Revealing CO2-Fixing SAR11 Bacteria in the Ocean by Raman-Based Single-Cell Metabolic Profiling and Genomics

Xiaoyan Jing; Yanhai Gong; Teng Xu; Paul A Davison; Craig MacGregor-Chatwin; C Neil Hunter; La Xu; Yu Meng; Yuetong Ji; Bo Ma; Jian Xu; Wei E Huang

doi:10.34133/2022/9782712

Revealing CO₂-Fixing SAR11 Bacteria in the Ocean by Raman-Based Single-Cell Metabolic Profiling and Genomics

Biodes Res. 2022 Oct 13:2022:9782712. doi: 10.34133/2022/9782712. eCollection 2022.

Authors

Xiaoyan Jing^{1

2

3}, Yanhai Gong^{1

3}, Teng Xu^{1

3}, Paul A Davison⁴, Craig MacGregor-Chatwin⁴, C Neil Hunter⁴, La Xu⁵, Yu Meng^{1

3}, Yuetong Ji^{1

3

6}, Bo Ma^{1

3}, Jian Xu^{1

2

3}, Wei E Huang⁷

Affiliations

¹ Single-Cell Center, CAS Key Laboratory of Biofuels, Shandong Key Laboratory of Energy Genetics and Shandong Institute of Energy Research, Qingdao Institute of Bioenergy and Bioprocess Technology, Chinese Academy of Sciences, Qingdao, Shandong, China.
² Laboratory for Marine Biology and Biotechnology, Qingdao National Laboratory for Marine Science and Technology, Qingdao, Shandong, China.
³ University of Chinese Academy of Sciences, Beijing, China.
⁴ Plants, Photosynthesis and Soil, School of Biosciences, University of Sheffield, Sheffield S10 2TN, UK.
⁵ Disease and Fishery Drugs Research Center, Marine Biology Institute of Shandong Province, Qingdao, ShandongChina.
⁶ Single-Cell Biotechnology, Ltd, Qingdao, ShandongChina.
⁷ Department of Engineering Science, University of Oxford, Parks Road, OX1 3PJ Oxford, UK.

Abstract

The majority of marine microbes remain uncultured, which hinders the identification and mining of CO₂-fixing genes, pathways, and chassis from the oceans.
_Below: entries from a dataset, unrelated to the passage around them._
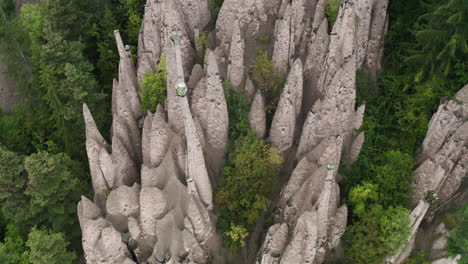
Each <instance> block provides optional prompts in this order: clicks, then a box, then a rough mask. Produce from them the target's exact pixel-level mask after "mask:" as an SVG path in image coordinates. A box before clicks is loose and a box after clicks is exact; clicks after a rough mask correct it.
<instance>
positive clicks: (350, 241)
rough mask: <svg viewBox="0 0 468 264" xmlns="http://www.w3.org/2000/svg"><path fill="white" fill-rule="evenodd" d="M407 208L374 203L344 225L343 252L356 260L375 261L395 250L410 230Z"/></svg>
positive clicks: (361, 261)
mask: <svg viewBox="0 0 468 264" xmlns="http://www.w3.org/2000/svg"><path fill="white" fill-rule="evenodd" d="M409 224H410V220H409V212H408V210H407V209H405V208H403V207H390V208H388V209H387V210H385V209H383V208H382V206H380V205H378V204H377V205H373V206H372V207H371V208H370V209H369V210H367V211H366V213H365V214H364V215H363V217H362V218H360V220H359V221H356V222H354V223H353V224H352V225H351V226H350V227H348V228H347V232H346V234H345V236H344V239H345V245H346V247H345V254H346V256H347V257H349V258H350V259H352V260H353V261H354V262H356V263H359V264H361V263H362V264H374V263H375V264H377V263H379V264H380V263H382V260H383V259H384V258H385V257H386V256H388V255H389V254H392V253H395V252H396V251H397V250H398V249H399V248H400V247H401V246H402V245H403V244H404V243H405V242H406V241H407V239H408V237H409V234H410V225H409Z"/></svg>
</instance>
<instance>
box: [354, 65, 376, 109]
mask: <svg viewBox="0 0 468 264" xmlns="http://www.w3.org/2000/svg"><path fill="white" fill-rule="evenodd" d="M375 86H376V84H375V83H374V82H373V81H371V79H370V76H369V75H368V74H367V73H366V72H365V71H363V70H359V71H357V72H356V104H357V105H361V104H365V102H366V101H367V100H369V98H371V97H372V95H373V94H374V93H375V89H374V87H375Z"/></svg>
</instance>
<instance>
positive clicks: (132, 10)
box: [119, 0, 145, 45]
mask: <svg viewBox="0 0 468 264" xmlns="http://www.w3.org/2000/svg"><path fill="white" fill-rule="evenodd" d="M119 4H120V5H119V9H120V12H121V14H123V15H125V18H126V21H125V23H124V25H125V30H124V33H125V34H124V35H125V37H126V38H127V40H128V42H129V43H130V45H136V44H137V43H138V36H139V34H140V28H141V22H142V20H143V19H142V18H143V11H144V4H145V1H141V0H119Z"/></svg>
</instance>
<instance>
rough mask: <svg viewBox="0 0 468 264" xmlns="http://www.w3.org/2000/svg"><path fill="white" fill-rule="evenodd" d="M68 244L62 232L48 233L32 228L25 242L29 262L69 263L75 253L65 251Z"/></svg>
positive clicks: (66, 247)
mask: <svg viewBox="0 0 468 264" xmlns="http://www.w3.org/2000/svg"><path fill="white" fill-rule="evenodd" d="M68 244H69V243H68V242H67V241H66V240H65V235H64V234H63V233H49V232H48V231H43V230H39V229H36V228H33V229H32V231H31V233H29V236H28V242H27V246H28V248H29V249H30V251H29V260H30V263H31V264H71V263H73V260H75V259H76V254H75V253H74V252H69V251H67V247H68Z"/></svg>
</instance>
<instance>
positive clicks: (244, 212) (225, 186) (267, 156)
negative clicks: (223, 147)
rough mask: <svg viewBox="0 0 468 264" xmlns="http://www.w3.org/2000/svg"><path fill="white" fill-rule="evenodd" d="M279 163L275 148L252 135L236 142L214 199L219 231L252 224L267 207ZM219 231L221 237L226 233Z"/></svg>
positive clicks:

Here, we investigated CO₂-fixing microbes in seawater from the euphotic zone of the Yellow Sea of China by detecting and tracking their ¹³C-bicarbonate (¹³C-HCO₃^-) intake via single-cell Raman spectra (SCRS) analysis. The target cells were then isolated by Raman-activated Gravity-driven Encapsulation (RAGE), and their genomes were amplified and sequenced at one-cell resolution. The single-cell metabolism, phenotype and genome are consistent. We identified a not-yet-cultured Pelagibacter spp., which actively assimilates ¹³C-HCO₃^-, and also possesses most of the genes encoding enzymes of the Calvin-Benson cycle for CO₂ fixation, a complete gene set for a rhodopsin-based light-harvesting system, and the full genes necessary for carotenoid synthesis. The four proteorhodopsin (PR) genes identified in the Pelagibacter spp. were confirmed by heterologous expression in E. coli. These results suggest that hitherto uncultured Pelagibacter spp. uses light-powered metabolism to contribute to global carbon cycling.